The actor, as Kurathi, recollects the epicurean life of feudal aristocrats who indulge in activities detrimental to nature and humanness – cutting down trees, alcoholism, harvesting and denying the peasants their due, molesting women, practising untouchability, and the like. She also remembers the services the subalterns rendered to the landed aristocracy – ‘mootha maamara chottil ningal/ kaattukondumayangiappol/ kannuchimmathavide njangal kaaval ninnille?'
Kadammanitta, the poet, was fostered by the folk-ritual tradition of his village, Padayani. The songs of Padayani have an irresistible bearing on some of his masterpieces such as ‘Kurathi' and ‘Kattalan.' A perceptive Ramachandran realised that the imagery in the poem ‘Kurathi' was adaptable and suitable for the visual language of Kathakali. There is no word in any of the lines in the poem that poses a challenge to the visual semantics of Kathakali. Such a direct approach is ideal to the linguistic space of Kathakali than symbolism and allegory. While Kumaranasan's and Vyloppilli's poetry might be difficult to adapt to the organic framework of Kathakali, Kadammanitta's explicit diction befits the art form. Ramachandran's realisation of it was manifested in his choreography.
Of the fourfold concept of acting, Ramachandran's execution of the hand gestures, movements, and kalasams as Kurathi were aesthetically chiselled and well-disciplined.
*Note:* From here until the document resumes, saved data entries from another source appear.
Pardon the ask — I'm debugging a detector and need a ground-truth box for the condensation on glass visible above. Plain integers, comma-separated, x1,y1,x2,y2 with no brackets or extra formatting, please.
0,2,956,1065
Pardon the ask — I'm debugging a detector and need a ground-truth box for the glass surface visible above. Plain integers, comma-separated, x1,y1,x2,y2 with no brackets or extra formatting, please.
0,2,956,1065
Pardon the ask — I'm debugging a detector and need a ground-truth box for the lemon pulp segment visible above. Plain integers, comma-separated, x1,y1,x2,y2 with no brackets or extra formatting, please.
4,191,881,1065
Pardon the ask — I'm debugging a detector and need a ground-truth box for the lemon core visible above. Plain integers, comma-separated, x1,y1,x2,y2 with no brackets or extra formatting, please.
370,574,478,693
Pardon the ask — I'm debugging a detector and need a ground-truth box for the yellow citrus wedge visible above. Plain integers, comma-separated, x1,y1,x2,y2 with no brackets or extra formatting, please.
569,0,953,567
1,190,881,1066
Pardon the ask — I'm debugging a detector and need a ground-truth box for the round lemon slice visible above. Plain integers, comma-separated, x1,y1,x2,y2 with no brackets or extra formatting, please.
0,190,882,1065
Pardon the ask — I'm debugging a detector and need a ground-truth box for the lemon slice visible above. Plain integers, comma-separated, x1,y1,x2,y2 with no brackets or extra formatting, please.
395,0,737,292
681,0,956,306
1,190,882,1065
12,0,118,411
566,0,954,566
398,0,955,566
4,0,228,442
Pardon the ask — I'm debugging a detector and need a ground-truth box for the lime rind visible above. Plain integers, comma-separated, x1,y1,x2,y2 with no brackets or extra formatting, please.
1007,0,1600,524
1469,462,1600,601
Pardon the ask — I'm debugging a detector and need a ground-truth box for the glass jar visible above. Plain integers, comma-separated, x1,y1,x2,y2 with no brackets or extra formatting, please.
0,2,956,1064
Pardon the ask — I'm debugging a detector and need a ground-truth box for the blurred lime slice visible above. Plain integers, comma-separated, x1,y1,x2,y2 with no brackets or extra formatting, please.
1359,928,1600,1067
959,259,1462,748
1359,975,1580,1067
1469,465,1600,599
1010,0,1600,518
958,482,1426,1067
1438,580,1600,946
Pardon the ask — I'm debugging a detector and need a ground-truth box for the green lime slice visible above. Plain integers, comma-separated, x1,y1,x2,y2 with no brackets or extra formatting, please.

His meticulous tutelage at Kerala Kalamandalam under the legendary Kalamandalam Padmanabhan Nair was amply reflected in the coherence and finesse of the angikabhinaya.
Ramachandran's saatwikabhinaya (emotive acting), while switching from anger to pathos and back, bore a heavy dose of realism in harmony with the verbal acting and the attire. As demanded by the poetic text, the actor had to border the theatrical excesses sporadically. Still he successfully retained the key components of Kathakali. An enviable footing in rhythm and tempo complemented Ramachandran's profound involvement with the character.
Raga Kedaragowla is customarily applied in Kathakali to evoke veera or raudrarasas. This could be the reason why the choreographer of ‘Kurathi'made it the major raga for the rendition of most of the lines. Towards the finale, the lines were sung in ragamaalika to denote the change in moods. Khandaram and Mohanam were employed to highlight the pathos, and the concluding Madhyamavathy had the desired impact.
The mid-tempo rendition was punctuated with two segments of slow tempos that emphasised the Kurathi's anguish over the fate of her tribe. The lines in Madhyamavathy were immediately followed by a fast kalasam in Triputa tala, proclaiming Kurathi's moral indignation and spirit of vengeance.
Kurathi's aharya sans the stylistic grandeur of Kathakali lost its charm as the play progressed. However, there seems to be no way to overcome this limitation.
The lead singer, Parimanam Madhu, could have been more ebullient in his singing. Kalabharati Unnikrishnan on the chenda and Kalamandalam Achuta Warrier on the maddalam maintained the physical and psychic timbre of the play with authoritative strokes.
Within an hour, Kurathi proved herself as an heroine extraordinaire; a character one cannot easily dismiss as a non-entity in Kathakali. The play might be disenchanting to conservatives and puritans. But it surely has the grit to stir this dance-drama tradition a wee bit out of its traditional thematic modes.